1
Maandag 30 juli.
Alex Soeting drukte met een geïrriteerd gebaar de televisie uit.
“Joost laat vanavond een steekje vallen! Het is al tien over half negen.”
“Je hebt hem gisteren toch nog gesproken?”
“Ja, tegen vijven. We hebben even gekletst en hij zei: tot morgen, half negen.”
“Stamp eens op de vloer.”
“Hoezo?”
“Hij woont toch pal onder ons?”
Alex dreunde een paar keer met zijn rechtervoet op het laminaat. Vervolgens maakte hij een sprongetje en liet zijn vijfennegentig kilo zo hard mogelijk neerkomen. “Misschien ligt hij wel te dutten, keurig netjes met zijn stropdas aan.”
“Zullen we hem bellen?” opperde Magda aarzelend. Ze wist dat Alex dat een vorm van verspilling vond. “Nee, ik loop wel even.”
Alex liep de kamer uit en verdween naar de galerij. Even later ging de telefoon.
“Magda, ik sta hier in de flat van Joost Duijker en er is iets vreemds aan de hand. Zijn deur staat open, maar hij is nergens te bekennen. Kom je even? Vergeet je sleutel niet.” Magda pakte een vestje van de kapstok in de hal, griste haar sleutels van het tafeltje en haastte zich naar beneden. “De voordeur stond op een kier, met de veiligheidsknip naar buiten gedraaid,” zei Alex. Er klonk een nerveuze ondertoon in zijn stem. “Ik belde eerst gewoon aan en toen zag ik pas dat de deur niet op slot zat.

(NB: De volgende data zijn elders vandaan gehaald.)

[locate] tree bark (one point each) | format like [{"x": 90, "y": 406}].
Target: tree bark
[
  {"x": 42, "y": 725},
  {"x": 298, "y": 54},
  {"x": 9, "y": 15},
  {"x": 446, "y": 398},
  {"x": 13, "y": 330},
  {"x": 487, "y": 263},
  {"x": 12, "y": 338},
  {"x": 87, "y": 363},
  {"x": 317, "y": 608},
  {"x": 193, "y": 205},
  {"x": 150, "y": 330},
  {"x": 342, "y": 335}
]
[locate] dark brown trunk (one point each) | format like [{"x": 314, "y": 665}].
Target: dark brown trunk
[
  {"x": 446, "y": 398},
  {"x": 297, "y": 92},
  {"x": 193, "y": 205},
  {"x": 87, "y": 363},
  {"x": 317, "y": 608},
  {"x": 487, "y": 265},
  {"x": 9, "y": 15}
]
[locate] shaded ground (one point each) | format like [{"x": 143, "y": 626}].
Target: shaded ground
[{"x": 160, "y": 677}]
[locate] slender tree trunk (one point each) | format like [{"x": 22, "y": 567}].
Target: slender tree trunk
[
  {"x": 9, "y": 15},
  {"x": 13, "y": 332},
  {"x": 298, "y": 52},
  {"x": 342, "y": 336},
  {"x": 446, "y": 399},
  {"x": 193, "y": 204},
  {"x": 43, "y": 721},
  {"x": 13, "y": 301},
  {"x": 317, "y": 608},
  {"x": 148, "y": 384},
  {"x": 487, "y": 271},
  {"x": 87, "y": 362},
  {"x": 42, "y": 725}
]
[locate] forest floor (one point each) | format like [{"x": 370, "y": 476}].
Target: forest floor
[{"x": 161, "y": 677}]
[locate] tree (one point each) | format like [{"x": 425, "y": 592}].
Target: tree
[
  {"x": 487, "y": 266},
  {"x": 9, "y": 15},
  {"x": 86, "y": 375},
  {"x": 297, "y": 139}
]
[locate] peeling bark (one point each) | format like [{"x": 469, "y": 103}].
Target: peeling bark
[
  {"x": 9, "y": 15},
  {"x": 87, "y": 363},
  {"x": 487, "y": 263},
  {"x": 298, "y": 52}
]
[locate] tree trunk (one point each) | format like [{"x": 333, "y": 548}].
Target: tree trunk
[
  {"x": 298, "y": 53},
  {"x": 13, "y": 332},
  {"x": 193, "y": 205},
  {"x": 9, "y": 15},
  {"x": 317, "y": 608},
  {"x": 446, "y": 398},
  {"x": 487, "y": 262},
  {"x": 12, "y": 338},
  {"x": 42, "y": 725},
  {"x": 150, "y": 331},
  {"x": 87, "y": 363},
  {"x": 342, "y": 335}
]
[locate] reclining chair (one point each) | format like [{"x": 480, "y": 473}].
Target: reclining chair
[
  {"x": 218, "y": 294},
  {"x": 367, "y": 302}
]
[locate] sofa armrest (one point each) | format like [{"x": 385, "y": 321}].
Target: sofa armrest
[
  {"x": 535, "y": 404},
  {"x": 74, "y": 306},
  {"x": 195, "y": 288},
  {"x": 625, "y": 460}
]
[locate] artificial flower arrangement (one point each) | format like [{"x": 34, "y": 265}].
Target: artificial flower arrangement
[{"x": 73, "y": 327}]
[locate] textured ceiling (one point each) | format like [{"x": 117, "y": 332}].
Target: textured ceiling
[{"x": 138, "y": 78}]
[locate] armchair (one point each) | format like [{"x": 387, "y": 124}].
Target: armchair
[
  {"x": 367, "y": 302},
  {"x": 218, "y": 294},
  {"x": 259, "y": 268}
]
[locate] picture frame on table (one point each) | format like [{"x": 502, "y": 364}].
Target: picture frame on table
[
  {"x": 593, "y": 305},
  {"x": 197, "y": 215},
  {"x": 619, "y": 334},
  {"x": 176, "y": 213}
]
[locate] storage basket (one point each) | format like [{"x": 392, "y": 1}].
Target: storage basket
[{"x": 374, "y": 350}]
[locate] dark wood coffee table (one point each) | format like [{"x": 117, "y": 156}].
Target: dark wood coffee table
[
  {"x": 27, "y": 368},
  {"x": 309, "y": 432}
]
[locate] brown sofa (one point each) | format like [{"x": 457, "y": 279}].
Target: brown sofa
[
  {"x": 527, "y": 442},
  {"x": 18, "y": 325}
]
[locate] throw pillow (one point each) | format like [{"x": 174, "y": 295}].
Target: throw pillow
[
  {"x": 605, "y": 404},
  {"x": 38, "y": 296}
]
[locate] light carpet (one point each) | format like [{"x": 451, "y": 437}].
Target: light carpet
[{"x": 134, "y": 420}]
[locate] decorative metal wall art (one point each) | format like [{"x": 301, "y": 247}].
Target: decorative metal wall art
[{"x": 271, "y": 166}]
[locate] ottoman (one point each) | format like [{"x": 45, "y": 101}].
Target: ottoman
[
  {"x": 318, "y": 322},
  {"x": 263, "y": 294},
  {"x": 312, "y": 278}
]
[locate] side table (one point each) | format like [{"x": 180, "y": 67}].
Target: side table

Hij is waarschijnlijk voor het een of ander de galerij opgegaan.”
“Heb je al in zijn slaapkamer gekeken?”
“Nee.” Haar man aarzelde. “Ik wilde liever wachten tot jij erbij was.” Ze keken elkaar aan.
“Te laat komen is niks voor Joost,” zei Magda. “Er moet iets gebeurd zijn.”
Samen liepen ze naar de slaapkamer. Het tweepersoonsbed was met strakke accuratesse opgemaakt. Ze gingen de keuken binnen. In de gootsteen stond een bruin afwasteiltje. Magda viste er voorzichtig een theekopje uit. “Koud sopje,” zei ze. “Alleen een kop en schotel.” Ze keek rond. “Ik geloof niet dat hij iets te eten heeft klaargemaakt.”
Samen liepen ze door alle vertrekken van het appartement, maar van de bewoner konden ze geen spoor ontdekken. “Ik denk dat we zijn zoon moeten bellen,” dacht Alex hardop. “Joost heeft een notitieboekje met nummers in het laatje onder zijn telefoon.”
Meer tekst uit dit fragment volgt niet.